Ramsey v. Penry

128 P.2d 399, 53 Cal. App. 2d 773, 1942 Cal. App. LEXIS 550
CourtCalifornia Court of Appeal
DecidedAugust 3, 1942
DocketCiv. 2839
StatusPublished
Cited by9 cases

This text of 128 P.2d 399 (Ramsey v. Penry) is published on Counsel Stack Legal Research, covering California Court of Appeal primary law. Counsel Stack provides free access to over 12 million legal documents including statutes, case law, regulations, and constitutions.

Bluebook
Ramsey v. Penry, 128 P.2d 399, 53 Cal. App. 2d 773, 1942 Cal. App. LEXIS 550 (Cal. Ct. App. 1942).

Opinion

MARKS, J.

This is an appeal by W. West Hunt and Harold W. Hunt from a judgment against them and James Ebert for $3,750, in an action for damages for fraud which *774 was alleged to have grown out of an attempt to sell the stock of a corporation. Ebert has not appealed.

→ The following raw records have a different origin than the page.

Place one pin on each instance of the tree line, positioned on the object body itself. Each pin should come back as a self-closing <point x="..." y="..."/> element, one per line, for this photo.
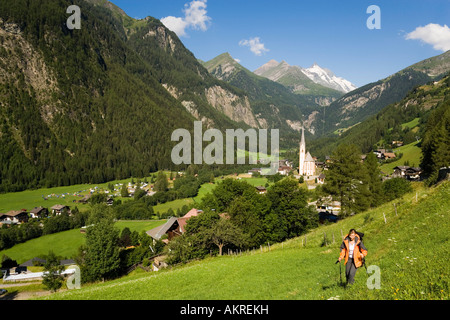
<point x="236" y="216"/>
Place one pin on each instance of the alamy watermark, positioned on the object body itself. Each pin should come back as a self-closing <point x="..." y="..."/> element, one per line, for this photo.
<point x="74" y="280"/>
<point x="213" y="152"/>
<point x="374" y="21"/>
<point x="374" y="280"/>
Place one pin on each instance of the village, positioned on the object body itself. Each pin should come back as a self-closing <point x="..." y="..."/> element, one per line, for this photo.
<point x="311" y="172"/>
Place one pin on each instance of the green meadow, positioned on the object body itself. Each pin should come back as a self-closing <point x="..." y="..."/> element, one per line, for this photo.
<point x="411" y="153"/>
<point x="409" y="247"/>
<point x="66" y="243"/>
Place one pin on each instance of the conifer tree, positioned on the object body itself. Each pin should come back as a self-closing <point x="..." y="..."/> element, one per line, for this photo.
<point x="347" y="180"/>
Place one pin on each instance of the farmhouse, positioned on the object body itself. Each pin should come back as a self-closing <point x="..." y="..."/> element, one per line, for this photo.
<point x="261" y="189"/>
<point x="413" y="173"/>
<point x="59" y="208"/>
<point x="14" y="216"/>
<point x="173" y="227"/>
<point x="284" y="170"/>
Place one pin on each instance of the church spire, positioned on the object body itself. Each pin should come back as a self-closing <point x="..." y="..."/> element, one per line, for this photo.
<point x="302" y="142"/>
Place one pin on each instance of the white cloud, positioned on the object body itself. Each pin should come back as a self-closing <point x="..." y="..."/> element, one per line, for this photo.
<point x="255" y="45"/>
<point x="195" y="17"/>
<point x="436" y="35"/>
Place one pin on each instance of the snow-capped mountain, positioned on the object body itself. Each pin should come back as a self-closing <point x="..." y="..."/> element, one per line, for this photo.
<point x="328" y="79"/>
<point x="296" y="77"/>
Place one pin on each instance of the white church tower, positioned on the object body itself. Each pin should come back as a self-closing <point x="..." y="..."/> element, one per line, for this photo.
<point x="307" y="165"/>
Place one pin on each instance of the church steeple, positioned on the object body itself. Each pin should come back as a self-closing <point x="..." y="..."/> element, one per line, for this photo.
<point x="302" y="154"/>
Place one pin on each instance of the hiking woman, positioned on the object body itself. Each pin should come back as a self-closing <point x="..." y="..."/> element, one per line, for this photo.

George H. Woods was the inventor of a patented tool which had as its purpose the renovation of soil. On June 14, 1938, plaintiff and Woods entered into a contract whereby Woods granted plaintiff the right to purchase these soil renovators and the exclusive right to operate them throughout California except in the county of Ventura. The purchase price was fixed at 40 per cent above cost. Plaintiff obligated himself to order, pay for and accept deliveries of at least five of the soil renovators on or before June 30, 1939.

Plaintiff caused a corporation to be organized named the California Soil Sterilizing' Corporation, Woods’ Process, which we will call the'corporation. He assigned his contract with Woods to this corporation on July 1, 1938.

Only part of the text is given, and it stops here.